Так Бинго потерял возможность стяжать академические лавры. Его друзья сделали все, что могли, для его спасения. Властям указывалось на то обстоятельство, что ректор университета сам был автором «Оценки жизни и творчества Эдгара Аллана По», но власти отвечали, что это обстоятельство не имеет никакого отношения к данному случаю. Приблизительно с этого времени и завязалась интимная связь Бинго с газетами. Они обычно печатали сообщения о его подвигах на первой странице, а однажды ему даже была посвящена передовица.
Кроме обыкновенных катастроф при автомобильных пробегах, потерь и выигрышей на бегах и скачках, неприятности возникали главным образом от его готовности жениться почти на каждой первой встречной. К двадцативосьмилетнему возрасту он приобрел себе такую славу, что все девицы от Бостона до Питтсбурга рассказывали о нем друг другу на сон грядущий, как о сказочном людоеде. Его последняя «история» – не та, которая теперь интересовала репортеров, а та, что произошла перед этим, – отличалась необычайной сложностью в деталях, но в общих чертах представлялась в таком виде: он сделал предложение одной маникюрше и, когда был уже с ней помолвлен, встретил на футбольном матче другую даму, коей так увлекся, что женился на ней в тот же день.
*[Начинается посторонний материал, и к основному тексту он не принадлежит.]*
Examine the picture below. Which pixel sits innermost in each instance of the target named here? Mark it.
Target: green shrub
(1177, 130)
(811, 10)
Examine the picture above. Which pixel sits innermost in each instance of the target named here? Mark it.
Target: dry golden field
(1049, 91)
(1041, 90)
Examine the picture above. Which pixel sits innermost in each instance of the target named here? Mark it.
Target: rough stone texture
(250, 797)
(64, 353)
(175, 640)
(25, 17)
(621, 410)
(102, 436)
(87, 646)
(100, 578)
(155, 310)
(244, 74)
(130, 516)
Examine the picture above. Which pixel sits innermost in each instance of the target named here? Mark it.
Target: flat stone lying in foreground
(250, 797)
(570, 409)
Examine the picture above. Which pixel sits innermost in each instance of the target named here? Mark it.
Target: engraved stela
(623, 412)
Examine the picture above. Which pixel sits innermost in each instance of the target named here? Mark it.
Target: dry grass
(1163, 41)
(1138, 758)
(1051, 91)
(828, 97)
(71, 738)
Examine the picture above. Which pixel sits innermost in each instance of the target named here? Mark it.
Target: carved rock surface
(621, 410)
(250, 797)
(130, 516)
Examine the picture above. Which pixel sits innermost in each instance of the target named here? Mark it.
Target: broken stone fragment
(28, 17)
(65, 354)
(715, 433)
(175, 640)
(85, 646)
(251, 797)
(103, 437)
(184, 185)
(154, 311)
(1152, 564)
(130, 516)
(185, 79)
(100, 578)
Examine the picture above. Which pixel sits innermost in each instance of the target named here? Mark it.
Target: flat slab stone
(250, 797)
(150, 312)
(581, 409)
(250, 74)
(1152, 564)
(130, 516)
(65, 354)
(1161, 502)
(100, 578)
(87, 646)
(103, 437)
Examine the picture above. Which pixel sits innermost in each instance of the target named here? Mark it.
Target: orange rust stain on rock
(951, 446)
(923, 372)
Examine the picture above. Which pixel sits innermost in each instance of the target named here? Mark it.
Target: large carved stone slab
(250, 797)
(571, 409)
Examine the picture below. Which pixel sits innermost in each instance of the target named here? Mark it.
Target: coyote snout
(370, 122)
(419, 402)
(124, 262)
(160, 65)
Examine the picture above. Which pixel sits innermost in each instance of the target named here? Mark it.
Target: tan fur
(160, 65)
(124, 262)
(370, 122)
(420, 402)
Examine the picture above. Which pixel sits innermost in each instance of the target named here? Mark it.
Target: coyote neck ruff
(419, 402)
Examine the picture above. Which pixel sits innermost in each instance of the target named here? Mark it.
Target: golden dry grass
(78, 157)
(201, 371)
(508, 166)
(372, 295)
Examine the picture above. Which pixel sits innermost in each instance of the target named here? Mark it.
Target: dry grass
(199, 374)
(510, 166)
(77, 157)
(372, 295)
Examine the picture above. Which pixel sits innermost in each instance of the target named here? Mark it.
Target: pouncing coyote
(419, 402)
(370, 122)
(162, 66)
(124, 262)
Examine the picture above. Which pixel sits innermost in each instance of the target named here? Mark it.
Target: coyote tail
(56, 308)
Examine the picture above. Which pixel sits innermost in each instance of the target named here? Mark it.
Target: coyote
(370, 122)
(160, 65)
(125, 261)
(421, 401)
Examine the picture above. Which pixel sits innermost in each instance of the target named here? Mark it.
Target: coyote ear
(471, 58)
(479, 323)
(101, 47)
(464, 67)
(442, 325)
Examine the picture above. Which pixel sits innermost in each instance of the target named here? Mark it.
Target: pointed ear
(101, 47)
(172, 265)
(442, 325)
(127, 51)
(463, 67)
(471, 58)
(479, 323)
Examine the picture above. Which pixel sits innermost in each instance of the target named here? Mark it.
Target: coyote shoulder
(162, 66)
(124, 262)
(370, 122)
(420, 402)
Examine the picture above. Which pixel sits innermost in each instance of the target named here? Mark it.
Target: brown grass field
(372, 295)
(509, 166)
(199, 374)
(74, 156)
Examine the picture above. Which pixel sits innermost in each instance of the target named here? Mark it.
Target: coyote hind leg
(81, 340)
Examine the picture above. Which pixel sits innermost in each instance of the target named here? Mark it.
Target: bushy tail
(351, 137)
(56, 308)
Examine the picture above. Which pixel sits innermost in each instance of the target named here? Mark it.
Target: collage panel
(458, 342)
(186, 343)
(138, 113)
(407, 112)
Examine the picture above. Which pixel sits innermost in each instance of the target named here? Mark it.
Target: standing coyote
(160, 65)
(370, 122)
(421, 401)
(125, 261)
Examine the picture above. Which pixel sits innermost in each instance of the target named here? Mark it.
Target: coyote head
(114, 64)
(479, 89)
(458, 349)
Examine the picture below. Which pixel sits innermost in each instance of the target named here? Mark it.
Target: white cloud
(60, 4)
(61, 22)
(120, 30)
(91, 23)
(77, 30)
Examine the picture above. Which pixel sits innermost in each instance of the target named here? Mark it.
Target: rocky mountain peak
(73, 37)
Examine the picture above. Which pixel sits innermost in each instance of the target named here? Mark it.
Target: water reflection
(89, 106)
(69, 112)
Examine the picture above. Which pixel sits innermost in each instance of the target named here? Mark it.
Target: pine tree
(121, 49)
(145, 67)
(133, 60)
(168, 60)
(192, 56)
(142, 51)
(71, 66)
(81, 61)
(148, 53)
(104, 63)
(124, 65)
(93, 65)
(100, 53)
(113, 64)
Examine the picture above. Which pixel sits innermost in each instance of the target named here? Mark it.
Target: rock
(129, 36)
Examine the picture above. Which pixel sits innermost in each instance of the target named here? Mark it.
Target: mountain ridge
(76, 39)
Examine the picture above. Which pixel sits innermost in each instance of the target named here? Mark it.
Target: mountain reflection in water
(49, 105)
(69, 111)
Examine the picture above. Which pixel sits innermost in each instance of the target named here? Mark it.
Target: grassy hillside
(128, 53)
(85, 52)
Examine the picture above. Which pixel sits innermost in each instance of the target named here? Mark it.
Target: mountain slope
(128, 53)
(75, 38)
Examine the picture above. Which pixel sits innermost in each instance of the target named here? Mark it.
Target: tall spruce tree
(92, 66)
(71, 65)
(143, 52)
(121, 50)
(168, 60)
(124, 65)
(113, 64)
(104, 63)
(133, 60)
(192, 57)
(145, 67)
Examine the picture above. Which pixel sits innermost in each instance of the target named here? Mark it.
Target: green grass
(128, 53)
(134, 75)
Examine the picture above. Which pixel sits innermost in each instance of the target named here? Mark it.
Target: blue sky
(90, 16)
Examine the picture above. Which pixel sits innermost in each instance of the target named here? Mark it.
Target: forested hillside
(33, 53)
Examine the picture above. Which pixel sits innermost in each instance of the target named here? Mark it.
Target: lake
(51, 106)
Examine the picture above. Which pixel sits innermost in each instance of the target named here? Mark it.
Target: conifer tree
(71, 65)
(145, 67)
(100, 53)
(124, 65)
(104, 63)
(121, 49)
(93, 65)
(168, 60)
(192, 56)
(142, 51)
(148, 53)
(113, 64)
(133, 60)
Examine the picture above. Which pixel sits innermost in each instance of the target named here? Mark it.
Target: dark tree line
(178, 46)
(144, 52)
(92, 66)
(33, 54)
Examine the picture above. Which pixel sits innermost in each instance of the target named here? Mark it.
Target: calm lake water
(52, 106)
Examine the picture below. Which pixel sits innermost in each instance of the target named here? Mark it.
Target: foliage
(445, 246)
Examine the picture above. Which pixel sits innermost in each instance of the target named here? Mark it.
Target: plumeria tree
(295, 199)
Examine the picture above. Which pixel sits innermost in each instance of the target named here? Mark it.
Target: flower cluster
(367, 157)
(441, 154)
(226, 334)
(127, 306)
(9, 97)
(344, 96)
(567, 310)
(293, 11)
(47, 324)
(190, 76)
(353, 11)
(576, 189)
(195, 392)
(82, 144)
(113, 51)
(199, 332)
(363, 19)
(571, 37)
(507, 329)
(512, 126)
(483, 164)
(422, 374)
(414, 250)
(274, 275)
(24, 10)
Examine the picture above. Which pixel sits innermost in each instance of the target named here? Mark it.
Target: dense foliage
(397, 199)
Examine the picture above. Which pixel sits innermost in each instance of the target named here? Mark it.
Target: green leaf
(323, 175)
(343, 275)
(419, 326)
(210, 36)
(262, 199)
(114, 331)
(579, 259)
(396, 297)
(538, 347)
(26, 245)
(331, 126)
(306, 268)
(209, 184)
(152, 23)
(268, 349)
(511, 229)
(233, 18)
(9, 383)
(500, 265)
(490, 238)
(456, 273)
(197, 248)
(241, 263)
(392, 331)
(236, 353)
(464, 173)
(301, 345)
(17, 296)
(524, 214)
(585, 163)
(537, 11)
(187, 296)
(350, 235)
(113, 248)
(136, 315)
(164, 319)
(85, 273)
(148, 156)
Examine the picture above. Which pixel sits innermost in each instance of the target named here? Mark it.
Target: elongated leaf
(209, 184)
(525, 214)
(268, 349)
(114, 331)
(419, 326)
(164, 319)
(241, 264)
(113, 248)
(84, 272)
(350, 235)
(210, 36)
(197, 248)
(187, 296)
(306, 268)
Когда это обнаружилось, обманутая девушка подала на него в суд за нарушение обещания, а он стал добиваться аннулирования своего брака с другой дамой, причем адвокат доказывал, что его клиент был пьян, когда ответчица поймала его на удочку.
Во время процесса были зачитаны его письма к девушке-маникюрше. В течение недели, пока длился процесс, нью-йоркские театры дали самый низкий сбор за все время своего существования. Стихотворение, написанное Бинго своей возлюбленной, вошло в репертуар той недели. Вот оно:
Ох, я приуныл, дорогая,
Когда думаю о том, что наделал.
Сердце мое леденеет,
И мне плохо, как жалкому гунну.
Но когда мы расстались сегодня,
Дал я клятву себе, дорогая,
Жить иначе – как ты мне сказала –
На вокзале Центральной дороги.
В народных клубах и в аристократических домах Нью-Йорка и Уэтчестерского графства все твердили потихоньку друг другу:
Ох, я приуныл, дорогая…
всякий раз, как появлялся кто-нибудь из Эллерманов.
Стих:
И мне плохо, как жалкому гунну.
был включен в классический жаргон во время игры в гольф.